Establish the Ion Product (Q) for \( \text{Mg(OH)}_2 \)

The ion product (Q) for \( \text{Mg(OH)}_2 \) is defined by the equation: \[ Q = [\text{Mg}^{2+}][\text{OH}^-]^2 \]. Substituting the values: \[ Q = (0.052)(2.14 \times 10^{-2})^2 = (0.052)(4.58 \times 10^{-4}) = 2.38 \times 10^{-5} \].

Compare Ion Product (Q) to Solubility Product (K_sp)

Compare the calculated ion product, Q, to the solubility product constant \(K_{\text{sp}}\) of \( \text{Mg(OH)}_2 \): \[ Q = 2.38 \times 10^{-5} > K_{\text{sp}}(\text{Mg(OH)}_2) = 1.8 \times 10^{-11} \]. Since \( Q > K_{\text{sp}} \), \( \text{Mg(OH)}_2 \) precipitates from seawater.

Calculate the Fraction of \( \text{Mg}^{2+} \) Precipitated

Let \( x \) represent the moles of \( \text{Mg(OH)}_2 \) that precipitate per liter of seawater.
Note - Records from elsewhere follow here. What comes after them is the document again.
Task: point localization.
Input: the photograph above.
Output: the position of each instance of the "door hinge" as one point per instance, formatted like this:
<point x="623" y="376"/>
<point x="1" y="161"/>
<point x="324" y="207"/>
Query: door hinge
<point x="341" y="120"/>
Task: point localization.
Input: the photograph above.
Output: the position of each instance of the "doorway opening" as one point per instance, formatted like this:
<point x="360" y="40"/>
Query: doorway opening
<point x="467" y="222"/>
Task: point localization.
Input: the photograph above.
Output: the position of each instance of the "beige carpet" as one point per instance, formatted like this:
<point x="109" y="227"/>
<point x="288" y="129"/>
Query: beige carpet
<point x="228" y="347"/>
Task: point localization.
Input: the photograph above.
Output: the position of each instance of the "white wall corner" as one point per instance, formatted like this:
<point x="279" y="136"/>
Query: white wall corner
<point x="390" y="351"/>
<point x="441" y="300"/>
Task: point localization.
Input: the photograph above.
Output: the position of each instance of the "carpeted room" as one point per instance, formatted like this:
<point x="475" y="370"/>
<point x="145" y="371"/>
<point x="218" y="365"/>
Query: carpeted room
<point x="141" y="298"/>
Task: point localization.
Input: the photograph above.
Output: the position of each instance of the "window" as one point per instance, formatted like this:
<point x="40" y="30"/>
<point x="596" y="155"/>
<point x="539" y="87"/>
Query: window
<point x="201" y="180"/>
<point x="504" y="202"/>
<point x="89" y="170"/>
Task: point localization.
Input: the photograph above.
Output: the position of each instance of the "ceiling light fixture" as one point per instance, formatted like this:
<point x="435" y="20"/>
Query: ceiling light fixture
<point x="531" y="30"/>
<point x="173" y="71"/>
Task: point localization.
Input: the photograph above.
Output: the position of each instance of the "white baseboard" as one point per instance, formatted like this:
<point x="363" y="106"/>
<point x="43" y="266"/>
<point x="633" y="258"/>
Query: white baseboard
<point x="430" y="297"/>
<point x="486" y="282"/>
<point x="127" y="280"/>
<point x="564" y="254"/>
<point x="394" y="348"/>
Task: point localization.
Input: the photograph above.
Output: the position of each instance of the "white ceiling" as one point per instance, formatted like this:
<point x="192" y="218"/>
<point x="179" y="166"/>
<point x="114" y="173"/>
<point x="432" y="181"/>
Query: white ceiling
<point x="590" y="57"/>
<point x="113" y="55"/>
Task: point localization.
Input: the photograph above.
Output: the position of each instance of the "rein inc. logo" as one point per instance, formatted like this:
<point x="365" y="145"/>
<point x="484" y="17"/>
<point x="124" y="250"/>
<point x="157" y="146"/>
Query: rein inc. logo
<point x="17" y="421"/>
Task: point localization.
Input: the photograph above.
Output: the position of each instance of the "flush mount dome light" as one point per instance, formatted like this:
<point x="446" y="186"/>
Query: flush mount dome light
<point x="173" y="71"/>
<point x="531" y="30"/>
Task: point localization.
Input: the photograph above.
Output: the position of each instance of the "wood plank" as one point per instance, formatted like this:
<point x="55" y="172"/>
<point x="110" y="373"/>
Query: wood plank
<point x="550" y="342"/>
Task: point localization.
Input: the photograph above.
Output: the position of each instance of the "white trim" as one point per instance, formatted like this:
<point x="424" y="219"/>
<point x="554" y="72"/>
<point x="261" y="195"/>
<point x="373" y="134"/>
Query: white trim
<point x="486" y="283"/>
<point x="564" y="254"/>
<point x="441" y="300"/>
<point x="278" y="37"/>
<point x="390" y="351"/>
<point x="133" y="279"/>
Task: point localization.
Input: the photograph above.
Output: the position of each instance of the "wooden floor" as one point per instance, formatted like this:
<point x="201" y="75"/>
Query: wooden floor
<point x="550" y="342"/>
The equilibrium concentration of \( \text{Mg}^{2+} \) ions remaining in solution is \[ (0.052 - x) \text{ M} \], and for \( \text{OH}^- \) it is \[ (2.14 \times 10^{-2} - 2x) \text{ M} \]. At equilibrium, \[ 1.8 \times 10^{-11} = (0.052 - x)(2.14 \times 10^{-2} - 2x)^2 \]. Solving this quadratic equation, \( x \) can be found. Given \[ x \text{ is very small compared to the initial concentrations} \], then considering \[ x \] negligible, \[ x \text{ approximately equates to } 1.8 \times 10^{-11}/(2.14 \times 10^{-2})^2\text{ .} = 1.8 \times 10^{-11}/(4.58 \times 10^{-4}) ≈ 3.93 \times 10^{-8} M \].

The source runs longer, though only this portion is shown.